Tuesday, September 29, 2015

Gubernatorial Hopeful Phil Murphy Raises Profile

Update: This post was accurate at the time it was written. 

Aside from that, since 2015 my opinion of Phil Murphy has cooled.  I've written a series correcting deceptive and inaccurate things he has said.

  • Phil Murphy Doesn't Understand State Aid
  • Why the 2010 Aid Cuts Were Unavoidable
  • The Phantom Budgetary Salvation: Cutting Tax Incentives
  • Dear Phil Murphy, Massachusetts Doesn't Have High Taxes
  • Phil Murphy Overpromises

  • Former Goldman Sachs executive and Ambassador to Germany Phil Murphy is raising his profile for an anticipated gubernatorial run.

    Murphy's vehicle for his campaign is "New Start New Jersey," an organization committed to the progressive vision, with many references to New Jersey's middle class

    New Start New Jersey has two sections which relate to education; first on "Free Community College," next on "Early Childhood Education."

    Murphy is wading carefully into the jungle of K-12 education.  His website does not address controversial topics in education like testing, charter schools, teacher tenure, or state aid.

    However, the section on Early Childhood Education (not written by Murphy personally) has a factually correct history of Abbott decisions and SFRA.

    In 2008, New Jersey adopted the School Funding Reform Act (SFRA), which removed the non-Abbott designations, essentially combining the ECPA and Abbott pre-K programs. The SFRA would phase-in an expansion of the Abbott preschool program to all three- and four-year-olds in another 84 high-poverty districts and to all low-income children in the remaining districts statewide. When fully enacted, over 30,000 additional students would enroll. Unfortunately, the recent financial crisis has undercut the resources available for education. While Governor Christie has sustained funding for existing preschool programs, with $655.5 million designated in the proposed FY 2016 Budget, the expansion of pre-K dictated by the SFRA has not occurred.

    The above is all factually correct. I appreciate that Murphy cites the financial crisis for underfunding SFRA and Pre-K, in contrast to how many people and groups cite Chris Christie personally.  The Education Law Center, for instance, does not even acknowledge New Jersey has had a recession.

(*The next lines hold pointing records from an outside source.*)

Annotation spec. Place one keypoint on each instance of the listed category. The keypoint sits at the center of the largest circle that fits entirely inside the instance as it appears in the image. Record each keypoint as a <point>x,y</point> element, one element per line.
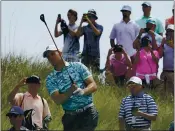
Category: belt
<point>168,71</point>
<point>147,76</point>
<point>79,110</point>
<point>140,128</point>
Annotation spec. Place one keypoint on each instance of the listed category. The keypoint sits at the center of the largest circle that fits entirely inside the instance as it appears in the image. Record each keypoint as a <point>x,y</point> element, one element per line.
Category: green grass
<point>107,98</point>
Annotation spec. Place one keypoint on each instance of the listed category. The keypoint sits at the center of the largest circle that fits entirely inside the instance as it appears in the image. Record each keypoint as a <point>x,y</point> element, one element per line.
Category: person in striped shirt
<point>138,109</point>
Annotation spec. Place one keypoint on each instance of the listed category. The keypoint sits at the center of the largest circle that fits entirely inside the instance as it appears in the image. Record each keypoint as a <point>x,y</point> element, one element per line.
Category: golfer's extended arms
<point>61,98</point>
<point>57,33</point>
<point>91,86</point>
<point>72,33</point>
<point>112,42</point>
<point>147,116</point>
<point>121,124</point>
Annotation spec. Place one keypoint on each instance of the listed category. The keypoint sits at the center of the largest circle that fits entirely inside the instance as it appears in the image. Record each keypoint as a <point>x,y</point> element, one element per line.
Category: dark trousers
<point>91,61</point>
<point>85,121</point>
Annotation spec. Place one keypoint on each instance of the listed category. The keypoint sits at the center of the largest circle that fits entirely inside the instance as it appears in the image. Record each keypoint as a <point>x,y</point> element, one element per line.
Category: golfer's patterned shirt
<point>144,102</point>
<point>60,81</point>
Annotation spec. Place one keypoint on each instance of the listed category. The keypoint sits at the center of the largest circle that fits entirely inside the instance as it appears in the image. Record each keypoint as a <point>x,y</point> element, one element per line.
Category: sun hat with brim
<point>170,27</point>
<point>49,48</point>
<point>33,79</point>
<point>147,4</point>
<point>151,21</point>
<point>93,13</point>
<point>135,80</point>
<point>126,8</point>
<point>15,110</point>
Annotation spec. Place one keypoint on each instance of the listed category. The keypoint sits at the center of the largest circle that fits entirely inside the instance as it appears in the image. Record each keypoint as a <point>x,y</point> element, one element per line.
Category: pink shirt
<point>118,67</point>
<point>33,103</point>
<point>146,64</point>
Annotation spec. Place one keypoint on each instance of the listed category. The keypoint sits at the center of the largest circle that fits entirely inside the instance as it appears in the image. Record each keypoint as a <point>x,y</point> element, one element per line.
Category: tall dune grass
<point>107,98</point>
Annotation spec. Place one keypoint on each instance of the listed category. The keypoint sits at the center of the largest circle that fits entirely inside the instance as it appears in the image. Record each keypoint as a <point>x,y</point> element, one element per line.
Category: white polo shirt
<point>125,34</point>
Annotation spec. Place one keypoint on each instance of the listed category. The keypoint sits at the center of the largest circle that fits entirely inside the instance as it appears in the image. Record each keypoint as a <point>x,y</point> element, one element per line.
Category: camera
<point>64,27</point>
<point>146,29</point>
<point>118,48</point>
<point>84,19</point>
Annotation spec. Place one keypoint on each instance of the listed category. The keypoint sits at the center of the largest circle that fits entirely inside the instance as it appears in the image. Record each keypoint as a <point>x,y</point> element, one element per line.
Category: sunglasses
<point>131,84</point>
<point>14,115</point>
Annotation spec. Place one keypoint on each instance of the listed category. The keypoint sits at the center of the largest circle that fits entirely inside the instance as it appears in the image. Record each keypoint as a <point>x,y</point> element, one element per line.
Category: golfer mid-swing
<point>75,97</point>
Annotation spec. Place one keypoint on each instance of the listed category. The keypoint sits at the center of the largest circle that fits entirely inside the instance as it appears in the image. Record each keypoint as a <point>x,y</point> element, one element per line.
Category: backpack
<point>27,122</point>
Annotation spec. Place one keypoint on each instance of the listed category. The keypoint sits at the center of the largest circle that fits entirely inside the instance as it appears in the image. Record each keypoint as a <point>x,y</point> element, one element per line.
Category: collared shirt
<point>146,64</point>
<point>91,41</point>
<point>169,21</point>
<point>22,128</point>
<point>158,38</point>
<point>168,58</point>
<point>142,23</point>
<point>71,43</point>
<point>33,103</point>
<point>144,102</point>
<point>60,81</point>
<point>125,34</point>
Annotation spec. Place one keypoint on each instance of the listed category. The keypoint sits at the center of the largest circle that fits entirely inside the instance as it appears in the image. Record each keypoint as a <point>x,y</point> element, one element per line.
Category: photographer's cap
<point>33,79</point>
<point>171,27</point>
<point>147,4</point>
<point>135,79</point>
<point>152,21</point>
<point>126,7</point>
<point>49,48</point>
<point>15,110</point>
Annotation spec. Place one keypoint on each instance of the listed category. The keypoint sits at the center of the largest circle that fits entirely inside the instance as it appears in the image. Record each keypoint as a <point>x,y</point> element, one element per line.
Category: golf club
<point>43,20</point>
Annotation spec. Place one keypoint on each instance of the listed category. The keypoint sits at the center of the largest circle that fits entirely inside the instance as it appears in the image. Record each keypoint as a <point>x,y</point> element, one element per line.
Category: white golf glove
<point>78,92</point>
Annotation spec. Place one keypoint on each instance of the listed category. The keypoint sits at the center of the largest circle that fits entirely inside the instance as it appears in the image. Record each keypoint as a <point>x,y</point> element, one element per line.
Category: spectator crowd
<point>133,61</point>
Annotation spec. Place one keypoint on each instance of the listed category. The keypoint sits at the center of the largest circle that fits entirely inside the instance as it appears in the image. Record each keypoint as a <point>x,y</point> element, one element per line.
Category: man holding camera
<point>31,100</point>
<point>150,31</point>
<point>146,7</point>
<point>92,33</point>
<point>138,109</point>
<point>119,64</point>
<point>71,41</point>
<point>125,32</point>
<point>72,85</point>
<point>166,50</point>
<point>146,62</point>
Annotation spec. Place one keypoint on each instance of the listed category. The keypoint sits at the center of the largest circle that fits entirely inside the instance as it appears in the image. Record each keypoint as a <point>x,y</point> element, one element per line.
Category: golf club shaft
<point>58,51</point>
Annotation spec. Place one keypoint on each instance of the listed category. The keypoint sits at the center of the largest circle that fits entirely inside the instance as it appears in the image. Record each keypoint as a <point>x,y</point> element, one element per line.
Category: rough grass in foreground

    Murphy also recognizes that the state's financial possibilities are very constrained.

    As indicated, resource constraints have forestalled the expansion of pre-K in New Jersey to date. With over $600 million dedicated annually to preschool and with full SFRA activation estimated at another $400 million [correction, it's closer to $700 million], the costs present a challenge in the current fiscal climate. The federal government has outlined its intention to aid states in offering preschool to four-year-olds through the Obama Administration’s $75-billion, ten-year “Preschool for All” proposal. Projections indicate New Jersey would receive around $50 million in the first year, a fraction of the state’s overall expenditure.19 Even so, the accompanying legislation – The Strong Start for America’s Children Act (HR 3461/S1697) – did not advance in the last Congress. 
    However unlikely the circumstances cast the expansion of preschool to a wider range of New Jersey’s families, discarding entirely such an aspiration would seem myopic. The state’s success in this area should lead to amplification and, in fact, has prompted suggestions for extension to all children, even if only for one year at age four.20 Continuing to secure funding for the existing pre-K model stands as the priority, closely followed by meeting the SFRA requirements. Discovering how to enlarge the policy to include more middle-class citizens also should not be overlooked.
    This is a great contrast to NJ's "Pre-K Our Way," which pays no consideration at all to the costs of Pre-K.

    New Start NJ also cites studies that purport to show Pre-K's benefits, but also some (briefer) discussion of how those benefits peter out as kids age.  

    Overall I am impressed by Phil Murphy and New Start New Jersey's honesty regarding Pre-K and SFRA funding but that doesn't change the fact that there is no money for expanding Pre-K.

    Murphy's positioning for the Democratic race is interesting.  Unlike Steve Sweeney, he has no history of deals with Chris Christie to taint him in the eyes of Democratic interest groups.  Unlike Steve Fulop, he has no history of exploiting the rest of the state for his own constituents' gain nor cronyism.

    Most very wealthy business people have something in their record that can be criticized.  I would not be surprised if something relating to Phil Murphy's time at Goldman Sachs surfaces, but how could Steve Fulop attack Murphy for anything Murphy did at Goldman when Steve Fulop worked at Goldman too?